2. A specific embodiment of claim 1 whereby parents or guardians enroll their children or wards in such a registry.
3. A specific embodiment of claim 1 whereby sensors linked to imaging systems, fixed or mobile, can detect personally identifiable phenomena of nearby individuals, query the opt-out registry, and image or refrain from imaging those individuals.

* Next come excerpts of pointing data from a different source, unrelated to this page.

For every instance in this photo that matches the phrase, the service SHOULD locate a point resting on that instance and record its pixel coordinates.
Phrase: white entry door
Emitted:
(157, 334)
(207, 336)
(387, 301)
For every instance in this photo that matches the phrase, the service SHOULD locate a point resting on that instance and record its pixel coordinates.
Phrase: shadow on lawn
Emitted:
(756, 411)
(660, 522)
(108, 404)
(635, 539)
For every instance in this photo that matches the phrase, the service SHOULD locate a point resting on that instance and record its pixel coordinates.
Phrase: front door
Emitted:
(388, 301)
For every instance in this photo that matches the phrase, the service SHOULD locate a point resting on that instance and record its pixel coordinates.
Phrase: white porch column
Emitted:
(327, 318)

4. A specific embodiment of the claim 3 whereby a sensor, fixed or mobile, detects unique, personally identifiable signature from a cell phone or other mobile device and the imaging device images or refrains from imaging an individual when a the device signature (such as a MAC (media access code), address Bluetooth® address, or other signature used now or in the future and queries an opt-out registry to determine whether the person can be imaged or whether there are restrictions on the use of the image.

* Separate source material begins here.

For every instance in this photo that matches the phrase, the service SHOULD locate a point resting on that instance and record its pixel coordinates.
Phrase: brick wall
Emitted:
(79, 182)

5. A further embodiments of claim 4 whereby a sensor detects and determines both proximity and direction of an identifiable signature and the imaging device paired with the sensor images or refrains from imaging an individual, based in inclusion or lack of inclusion in an opt-out registry, when that individual is in the field of view as determined by the proximity and direction of the device as determined by the sensor.

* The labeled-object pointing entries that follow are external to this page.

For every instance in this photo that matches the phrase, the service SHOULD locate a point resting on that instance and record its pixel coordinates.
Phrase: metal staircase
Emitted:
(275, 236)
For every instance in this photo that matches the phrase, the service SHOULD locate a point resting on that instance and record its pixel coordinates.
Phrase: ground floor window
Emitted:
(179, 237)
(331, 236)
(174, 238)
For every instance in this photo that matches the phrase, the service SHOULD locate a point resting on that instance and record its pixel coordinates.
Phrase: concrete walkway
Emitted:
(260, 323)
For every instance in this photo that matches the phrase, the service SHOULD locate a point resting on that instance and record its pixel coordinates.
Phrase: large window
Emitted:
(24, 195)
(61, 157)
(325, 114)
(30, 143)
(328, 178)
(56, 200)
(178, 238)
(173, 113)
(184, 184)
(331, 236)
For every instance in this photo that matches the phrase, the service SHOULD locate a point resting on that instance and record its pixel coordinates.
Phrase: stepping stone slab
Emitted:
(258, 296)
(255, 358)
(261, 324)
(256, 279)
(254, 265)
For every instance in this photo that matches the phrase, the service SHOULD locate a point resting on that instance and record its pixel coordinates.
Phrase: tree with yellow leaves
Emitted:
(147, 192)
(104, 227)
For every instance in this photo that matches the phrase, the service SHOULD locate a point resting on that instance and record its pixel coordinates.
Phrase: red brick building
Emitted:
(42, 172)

6. A method whereby a beacon alerts nearby imaging devices and other collection systems that the person carrying the beacon is opted-out of facial recognition, other collection activities, or other privacy intruding practices such as behavioral ad serving based on current location.
7. A variation of claim 6 whereby a mobile device broadcasts the beacon signal or transmits a signal in response to a query.
8. A specific method of claim 7 whereby an application or other software or firmware is placed on a device to create such a signature.
9. A specific embodiment of claim 6 whereby certain ranges or values for MAC addresses or Bluetooth® addresses or other signatures used now or in the future would denote the device is opted out of facial recognition or other collection or surveillance without necessarily requiring a query to an opt-out registry.
10. A specific embodiment of claim 7 wherein mobile device signatures as the MAC address of the Bluetooth® address or others used now or in the future can be changed on a device to denote that the user of the device is opted-out (or opted-in) to facial recognition collection, geo-tracking, or other data collection or surveillance means.
11. A specific embodiment of claim 6 wherein a fixed or mobile beacon alerts sensors that certain collection activities are not allowed in the area (the area rather than a person is opted out of the collection activities).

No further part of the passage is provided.